2. Avec le cocontractant
- Notification formelle : Il est crucial d’informer le cocontractant dans les délais fixés par le contrat. Cette notification doit être détaillée et documentée pour éviter toute contestation ultérieure.
- Collaboration : il sera nécessaire d’engager un dialogue constructif avec le cocontractant pour trouver des solutions alternatives (réorganisation des délais, modification des livraisons, etc.).
- Maintien de la documentation : l’archivage de tous les échanges, les courriers, et les rapports est une étape à ne surtout pas négliger en cas de litige ou de renégociation future.
3. Avec le client
- Transparence : cela implique d’informer le client rapidement en expliquant de manière détaillée les impacts de la force majeure sur le projet
- Propositions d’alternatives : Si cela est possible, il sera rassurant pour le client que des ajustements de calendrier ou des solutions temporaires pour atténuer l’impact de la force majeure lui soient présentées.

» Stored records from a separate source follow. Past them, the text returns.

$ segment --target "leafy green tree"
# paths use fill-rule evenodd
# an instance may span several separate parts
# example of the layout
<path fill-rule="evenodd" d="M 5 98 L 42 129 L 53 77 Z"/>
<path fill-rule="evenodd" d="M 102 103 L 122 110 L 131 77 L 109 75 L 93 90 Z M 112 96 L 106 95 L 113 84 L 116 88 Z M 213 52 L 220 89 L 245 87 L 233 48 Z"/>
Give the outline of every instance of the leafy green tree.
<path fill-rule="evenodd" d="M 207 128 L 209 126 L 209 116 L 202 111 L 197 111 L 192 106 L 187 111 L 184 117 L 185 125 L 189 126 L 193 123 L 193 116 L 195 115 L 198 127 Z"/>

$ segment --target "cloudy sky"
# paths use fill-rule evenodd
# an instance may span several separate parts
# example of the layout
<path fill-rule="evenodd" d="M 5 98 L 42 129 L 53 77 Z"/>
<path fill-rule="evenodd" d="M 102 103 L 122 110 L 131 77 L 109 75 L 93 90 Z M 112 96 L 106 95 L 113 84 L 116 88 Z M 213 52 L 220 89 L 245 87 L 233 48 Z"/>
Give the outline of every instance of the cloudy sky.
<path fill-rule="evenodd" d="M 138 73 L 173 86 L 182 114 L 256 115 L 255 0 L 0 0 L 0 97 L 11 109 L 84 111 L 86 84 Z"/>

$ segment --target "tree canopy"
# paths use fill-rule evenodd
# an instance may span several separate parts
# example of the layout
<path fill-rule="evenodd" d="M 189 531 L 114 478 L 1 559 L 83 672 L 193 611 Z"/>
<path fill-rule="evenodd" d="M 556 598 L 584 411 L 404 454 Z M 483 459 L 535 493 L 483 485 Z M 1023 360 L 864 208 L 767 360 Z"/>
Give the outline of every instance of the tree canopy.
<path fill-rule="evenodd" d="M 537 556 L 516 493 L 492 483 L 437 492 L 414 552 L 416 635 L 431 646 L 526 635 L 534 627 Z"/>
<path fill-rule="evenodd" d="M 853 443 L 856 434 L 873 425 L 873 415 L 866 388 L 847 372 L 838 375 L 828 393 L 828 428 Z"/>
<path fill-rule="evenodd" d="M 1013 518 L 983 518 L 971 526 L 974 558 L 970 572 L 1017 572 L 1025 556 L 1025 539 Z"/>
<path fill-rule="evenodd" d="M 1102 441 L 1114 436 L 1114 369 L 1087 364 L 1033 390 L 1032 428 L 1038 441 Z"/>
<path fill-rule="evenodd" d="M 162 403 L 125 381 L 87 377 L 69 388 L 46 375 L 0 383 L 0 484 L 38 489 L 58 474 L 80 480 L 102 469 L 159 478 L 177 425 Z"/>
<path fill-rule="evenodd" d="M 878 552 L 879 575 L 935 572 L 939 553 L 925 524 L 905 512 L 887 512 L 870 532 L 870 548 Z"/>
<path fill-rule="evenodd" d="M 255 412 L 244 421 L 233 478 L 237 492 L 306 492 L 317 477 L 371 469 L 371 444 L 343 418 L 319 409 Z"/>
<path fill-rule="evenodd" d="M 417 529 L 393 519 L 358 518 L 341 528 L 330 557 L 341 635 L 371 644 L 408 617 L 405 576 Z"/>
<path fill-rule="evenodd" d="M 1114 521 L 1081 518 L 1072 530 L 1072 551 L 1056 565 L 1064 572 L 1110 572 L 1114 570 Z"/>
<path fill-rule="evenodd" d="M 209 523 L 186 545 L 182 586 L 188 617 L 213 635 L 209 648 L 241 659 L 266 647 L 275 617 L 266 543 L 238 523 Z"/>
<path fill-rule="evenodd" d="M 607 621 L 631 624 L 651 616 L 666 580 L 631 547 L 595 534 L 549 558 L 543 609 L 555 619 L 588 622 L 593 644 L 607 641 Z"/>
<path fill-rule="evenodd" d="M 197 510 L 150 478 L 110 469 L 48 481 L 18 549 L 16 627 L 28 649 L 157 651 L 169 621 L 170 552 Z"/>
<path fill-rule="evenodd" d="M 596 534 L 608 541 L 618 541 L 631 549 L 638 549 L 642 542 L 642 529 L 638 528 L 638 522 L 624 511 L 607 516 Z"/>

- Communication régulière : enfin, une communication régulière est nécessaire pour tenir le client informé tout au long de la période affectée par l’événement.
Conclusion
Pour un contract manager, la force majeure n’est pas seulement une question de conformité juridique, c’est aussi un défi opérationnel qui nécessite anticipation, réactivité et collaboration. En rédigeant des clauses contractuelles adaptées, en réagissant rapidement face aux événements imprévisibles, et en analysant soigneusement les impacts, un contract manager peut mettre en oeuvre les actions pour atténuer les conséquences de ces événements sur le projet et sur les relations contractuelles. Cette capacité de gestion proactive est un atout majeur pour toute organisation.